To calculate the inverse of a 2x2 matrix: \(A^{-1} = \frac{1}{(ad - bc)}\begin{bmatrix} d & -b \\ -c & a \end{bmatrix}\) For matrix A: \(A^{-1} = \frac{1}{2*(-3) -(-5)*1}\begin{bmatrix}-3 & 5\\ -1 & 2\end{bmatrix}\) \(A^{-1} = \frac{1}{1}\begin{bmatrix}-3 & 5\\ -1 & 2\end{bmatrix} = \begin{bmatrix}-3 & 5\\ -1 & 2\end{bmatrix}\)

For matrix B: \(B^{-1} = \frac{1}{4*1 - 3*1}\begin{bmatrix} 1 & -3\\ -1 & 4\end{bmatrix}\) \(B^{-1} = \frac{1}{1}\begin{bmatrix} 1 & -3\\ -1 & 4\end{bmatrix} = \begin{bmatrix} 1& -3\\ -1 & 4\end{bmatrix}\)

For matrix C: \(C^{-1} = \frac{1}{2*1 -(-2)*3}\begin{bmatrix} 1 & -3\\ 2 & 2\end{bmatrix}\) \(C^{-1} = \frac{1}{8}\begin{bmatrix} 1 & -3\\ 2 & 2\end{bmatrix} = \frac{1}{8}\begin{bmatrix} 8 & -24\\ 16 & 16\end{bmatrix} = \begin{bmatrix} 1 & -3\\ 2 & 2\end{bmatrix}\)

Since we already calculated ABC and the inverses of A, B, and C, we can perform this step computationally.
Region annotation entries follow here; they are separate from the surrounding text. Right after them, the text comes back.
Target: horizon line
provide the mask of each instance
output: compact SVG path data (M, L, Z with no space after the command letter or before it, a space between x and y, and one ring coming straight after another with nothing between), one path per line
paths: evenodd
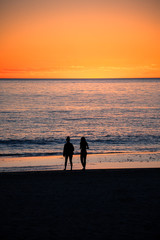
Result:
M0 80L118 80L118 79L160 79L160 77L120 77L120 78L0 78Z

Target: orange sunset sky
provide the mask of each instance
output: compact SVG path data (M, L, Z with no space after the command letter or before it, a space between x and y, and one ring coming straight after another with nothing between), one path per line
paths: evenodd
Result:
M1 0L0 78L160 77L159 0Z

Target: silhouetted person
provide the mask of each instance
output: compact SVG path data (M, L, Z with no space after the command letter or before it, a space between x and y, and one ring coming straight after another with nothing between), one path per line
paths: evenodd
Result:
M83 170L85 170L86 168L86 158L87 158L87 149L89 149L88 147L88 143L86 141L86 139L84 137L81 138L81 142L80 142L80 149L81 149L81 163L83 166Z
M64 148L63 148L63 156L65 157L64 170L66 170L66 167L67 167L68 157L69 157L69 161L70 161L70 164L71 164L71 170L72 170L73 152L74 152L73 144L70 143L70 137L67 137L66 138L66 144L64 144Z

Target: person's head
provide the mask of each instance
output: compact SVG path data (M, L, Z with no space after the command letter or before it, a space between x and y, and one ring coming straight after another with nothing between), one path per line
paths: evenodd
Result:
M70 137L69 136L66 138L66 142L70 142Z
M81 142L86 142L85 137L81 137Z

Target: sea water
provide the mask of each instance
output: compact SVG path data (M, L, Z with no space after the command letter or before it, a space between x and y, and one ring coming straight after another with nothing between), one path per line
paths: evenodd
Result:
M160 79L0 80L0 156L160 151Z

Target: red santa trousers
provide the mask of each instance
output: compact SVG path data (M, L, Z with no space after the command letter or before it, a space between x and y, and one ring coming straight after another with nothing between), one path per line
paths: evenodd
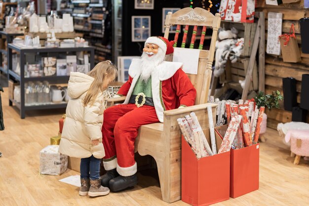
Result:
M105 169L116 167L122 176L135 174L134 142L138 129L142 125L157 122L154 107L151 106L138 108L134 104L120 104L105 110L102 130Z

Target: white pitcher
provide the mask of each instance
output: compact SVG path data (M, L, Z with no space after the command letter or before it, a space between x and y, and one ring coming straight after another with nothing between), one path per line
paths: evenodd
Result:
M51 101L53 103L60 103L63 100L67 92L64 89L54 89Z
M68 102L70 99L70 96L69 96L69 93L68 93L68 87L66 86L65 87L63 87L63 89L65 91L66 91L66 96L64 98L64 100L66 101L66 102Z

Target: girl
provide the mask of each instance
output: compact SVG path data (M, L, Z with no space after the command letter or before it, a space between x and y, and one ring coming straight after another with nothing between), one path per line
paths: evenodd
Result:
M79 195L106 195L110 190L101 186L100 159L105 156L101 127L103 92L115 80L117 69L110 61L101 62L87 75L71 72L68 85L71 99L67 107L59 152L81 158Z

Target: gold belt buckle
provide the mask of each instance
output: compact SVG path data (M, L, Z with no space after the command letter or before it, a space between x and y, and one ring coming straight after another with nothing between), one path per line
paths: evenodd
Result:
M142 96L143 97L143 99L142 100L142 102L141 104L138 103L138 100L140 99L140 97ZM146 95L143 92L139 93L135 97L135 105L137 107L143 107L144 104L145 104L146 101Z

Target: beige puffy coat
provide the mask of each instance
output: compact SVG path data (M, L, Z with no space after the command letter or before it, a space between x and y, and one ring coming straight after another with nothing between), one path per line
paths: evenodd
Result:
M98 95L92 106L83 105L83 99L94 79L79 72L71 72L68 85L71 99L67 106L59 152L70 157L96 158L105 156L101 127L103 120L103 96ZM99 139L98 145L91 140Z

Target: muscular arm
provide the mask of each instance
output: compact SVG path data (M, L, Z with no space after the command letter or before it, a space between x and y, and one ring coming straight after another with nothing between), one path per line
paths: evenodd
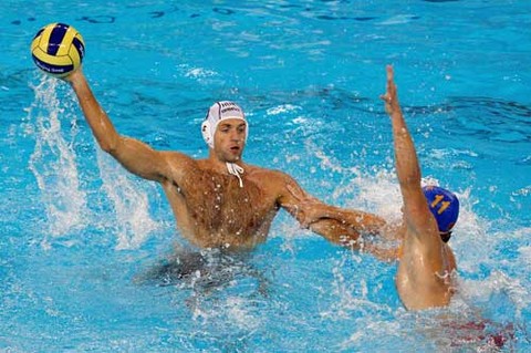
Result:
M81 69L66 80L73 87L85 120L103 150L139 177L162 181L168 176L168 159L179 158L179 154L157 152L137 139L121 136L96 101Z
M387 66L387 92L382 96L391 117L395 163L404 203L404 218L407 233L417 238L430 259L440 259L441 241L437 222L431 216L420 186L420 167L412 136L398 103L392 66ZM433 256L433 257L431 257Z
M279 204L304 228L327 240L360 249L362 233L379 233L386 222L378 216L326 205L305 193L295 180L281 174Z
Calculate C^(-1)B^(-1)A^(-1): \(C^{-1}B^{-1}A^{-1} = \begin{bmatrix} 1 & -3\\ 2 & 2\end{bmatrix}\begin{bmatrix} 1& -3\\ -1 & 4\end{bmatrix}\begin{bmatrix}-3 & 5\\ -1 & 2\end{bmatrix}\) First multipy C^(-1) and B^(-1): \(\begin{bmatrix} 1 & -3\\ 2 & 2\end{bmatrix}\begin{bmatrix} 1& -3\\ -1 & 4\end{bmatrix} = \begin{bmatrix}(1*1 +(-3)*(-1)) & (1*(-3) + (-3)*4))\\ (2*1 + 2*(-1)) & (2*(-3) + 2*4))\end{bmatrix} = \begin{bmatrix}4 & -15\\ 0 & 2\end{bmatrix}\) Now multiply the result by A^(-1): \(\begin{bmatrix}4 & -15\\ 0 & 2\end{bmatrix}\begin{bmatrix}-3 & 5\\ -1 & 2\end{bmatrix} = \begin{bmatrix}(4*(-3) +(-15)*(-1)) & (4*5 + (-15)*2))\\ (0*(-3) + 2*(-1)) & (0*5 + 2*2))\end{bmatrix} = \begin{bmatrix}8 & 8\\ -2 & 4\end{bmatrix}\) Comparing the computed value for (ABC)^(-1) with C^(-1)B^(-1)A^(-1), we see they are equal: (ABC)^(-1) = C^(-1)B^(-1)A^(-1) = \(\begin{bmatrix}8 & 8\\ -2 & 4\end{bmatrix}\) This proves the desired result.